A New Approach of Rotated Staggered Grid FD Method With Unsplit Convolutional PML for GPR

Abstract

We introduce a novel implementation of a rotated staggered grid (RSG) finite difference (FD) method based on the unsplit convolutional perfectly matched layer (UCPML). The method is carried out using rotated staggered FD operators and a general complex frequency shifted stretching factor. It can offer a number of advantages over the RSG with split convolutional perfectly matched layer (SCPML), such as improving computational efficiency, overcoming the numerical dispersions resulting from the high-frequency propagation and strong contrasts in material, and specifically absorbing the evanescent modes at grazing incidence. A half-space numerical example with a lossy medium attached demonstrates that large-scale spurious reflections and evanescent modes at grazing incidence are absorbed efficiently by the UCPML in RSG scheme.

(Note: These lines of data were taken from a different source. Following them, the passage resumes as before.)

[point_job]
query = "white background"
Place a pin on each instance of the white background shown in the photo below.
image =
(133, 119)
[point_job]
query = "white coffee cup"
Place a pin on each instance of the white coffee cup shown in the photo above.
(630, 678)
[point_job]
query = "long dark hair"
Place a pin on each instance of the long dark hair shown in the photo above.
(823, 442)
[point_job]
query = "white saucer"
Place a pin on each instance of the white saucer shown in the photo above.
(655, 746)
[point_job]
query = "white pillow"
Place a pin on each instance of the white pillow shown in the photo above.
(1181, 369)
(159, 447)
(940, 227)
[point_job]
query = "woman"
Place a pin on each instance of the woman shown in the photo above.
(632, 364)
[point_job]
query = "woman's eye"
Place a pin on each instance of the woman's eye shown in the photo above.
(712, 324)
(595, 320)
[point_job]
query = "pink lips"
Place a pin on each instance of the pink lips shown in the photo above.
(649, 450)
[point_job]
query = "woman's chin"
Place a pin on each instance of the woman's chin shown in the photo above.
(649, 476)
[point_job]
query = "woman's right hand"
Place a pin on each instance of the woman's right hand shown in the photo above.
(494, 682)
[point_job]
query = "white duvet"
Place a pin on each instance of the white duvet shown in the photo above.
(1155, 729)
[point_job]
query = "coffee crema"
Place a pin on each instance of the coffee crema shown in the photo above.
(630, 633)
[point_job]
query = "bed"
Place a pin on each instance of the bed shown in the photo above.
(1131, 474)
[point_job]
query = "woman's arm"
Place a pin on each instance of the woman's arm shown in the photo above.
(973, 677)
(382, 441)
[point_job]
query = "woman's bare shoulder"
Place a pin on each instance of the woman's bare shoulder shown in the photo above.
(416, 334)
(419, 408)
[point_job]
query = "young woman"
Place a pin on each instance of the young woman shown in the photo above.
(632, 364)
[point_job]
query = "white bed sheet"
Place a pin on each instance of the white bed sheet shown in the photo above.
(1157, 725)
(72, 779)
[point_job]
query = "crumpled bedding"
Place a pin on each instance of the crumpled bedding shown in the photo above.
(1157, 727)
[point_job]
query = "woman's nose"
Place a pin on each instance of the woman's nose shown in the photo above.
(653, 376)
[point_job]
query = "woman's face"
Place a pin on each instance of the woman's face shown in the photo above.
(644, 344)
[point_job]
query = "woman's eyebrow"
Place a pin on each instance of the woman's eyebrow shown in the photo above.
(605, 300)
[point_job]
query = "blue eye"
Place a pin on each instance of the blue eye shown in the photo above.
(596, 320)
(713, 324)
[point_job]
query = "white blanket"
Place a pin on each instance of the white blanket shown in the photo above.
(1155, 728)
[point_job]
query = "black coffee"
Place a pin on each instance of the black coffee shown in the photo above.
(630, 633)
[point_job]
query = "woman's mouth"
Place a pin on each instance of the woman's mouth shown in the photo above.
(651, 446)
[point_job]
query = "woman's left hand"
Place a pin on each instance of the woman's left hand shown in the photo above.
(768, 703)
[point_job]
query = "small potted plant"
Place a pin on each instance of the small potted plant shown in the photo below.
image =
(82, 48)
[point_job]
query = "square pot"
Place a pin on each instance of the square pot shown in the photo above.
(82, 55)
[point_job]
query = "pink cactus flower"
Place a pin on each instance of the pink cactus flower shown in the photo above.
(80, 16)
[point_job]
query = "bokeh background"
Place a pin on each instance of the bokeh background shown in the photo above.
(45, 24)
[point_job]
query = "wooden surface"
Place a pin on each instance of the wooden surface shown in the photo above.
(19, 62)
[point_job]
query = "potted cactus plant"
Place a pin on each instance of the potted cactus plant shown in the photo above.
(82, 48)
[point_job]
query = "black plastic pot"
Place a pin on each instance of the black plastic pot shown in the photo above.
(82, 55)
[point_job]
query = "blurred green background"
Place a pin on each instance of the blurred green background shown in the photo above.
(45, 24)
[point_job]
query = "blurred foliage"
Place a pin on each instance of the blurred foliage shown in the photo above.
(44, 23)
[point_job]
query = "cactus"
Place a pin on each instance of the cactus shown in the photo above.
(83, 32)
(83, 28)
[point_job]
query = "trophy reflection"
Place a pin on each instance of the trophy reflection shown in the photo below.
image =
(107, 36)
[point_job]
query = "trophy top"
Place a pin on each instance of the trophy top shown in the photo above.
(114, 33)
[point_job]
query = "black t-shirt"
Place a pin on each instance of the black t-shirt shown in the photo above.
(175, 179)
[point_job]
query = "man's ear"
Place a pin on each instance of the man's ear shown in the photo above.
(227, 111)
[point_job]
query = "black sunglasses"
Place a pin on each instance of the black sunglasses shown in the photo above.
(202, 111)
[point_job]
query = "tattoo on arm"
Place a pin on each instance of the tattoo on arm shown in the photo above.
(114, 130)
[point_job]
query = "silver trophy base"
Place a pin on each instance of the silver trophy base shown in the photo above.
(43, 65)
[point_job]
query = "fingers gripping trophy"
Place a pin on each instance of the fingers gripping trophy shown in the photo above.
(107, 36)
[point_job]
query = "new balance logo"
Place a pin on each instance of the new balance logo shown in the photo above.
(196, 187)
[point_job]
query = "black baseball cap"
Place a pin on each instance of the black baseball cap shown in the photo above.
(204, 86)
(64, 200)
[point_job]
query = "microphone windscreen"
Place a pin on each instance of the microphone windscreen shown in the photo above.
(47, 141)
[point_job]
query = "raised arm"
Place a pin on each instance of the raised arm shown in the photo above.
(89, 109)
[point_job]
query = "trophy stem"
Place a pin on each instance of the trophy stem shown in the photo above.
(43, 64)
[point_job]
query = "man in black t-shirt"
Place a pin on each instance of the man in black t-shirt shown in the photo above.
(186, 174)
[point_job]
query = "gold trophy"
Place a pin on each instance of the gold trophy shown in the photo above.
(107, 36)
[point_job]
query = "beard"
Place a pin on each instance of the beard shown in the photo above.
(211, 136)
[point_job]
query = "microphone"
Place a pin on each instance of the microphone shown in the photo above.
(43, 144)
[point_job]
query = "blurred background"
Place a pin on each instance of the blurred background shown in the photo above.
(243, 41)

Meanwhile, the comparison of the reflection error between the proposed algorithm and traditional approaches [using time-dependent reflection error (TDRE) and frequency-dependent reflection error (FDRE)] suggests that the proposed algorithm of RSG provides a preferable improvement in absorbing low-frequency coda wave of evanescent modes, particularly in the lossy medium that possesses inhomogeneous discontinuities.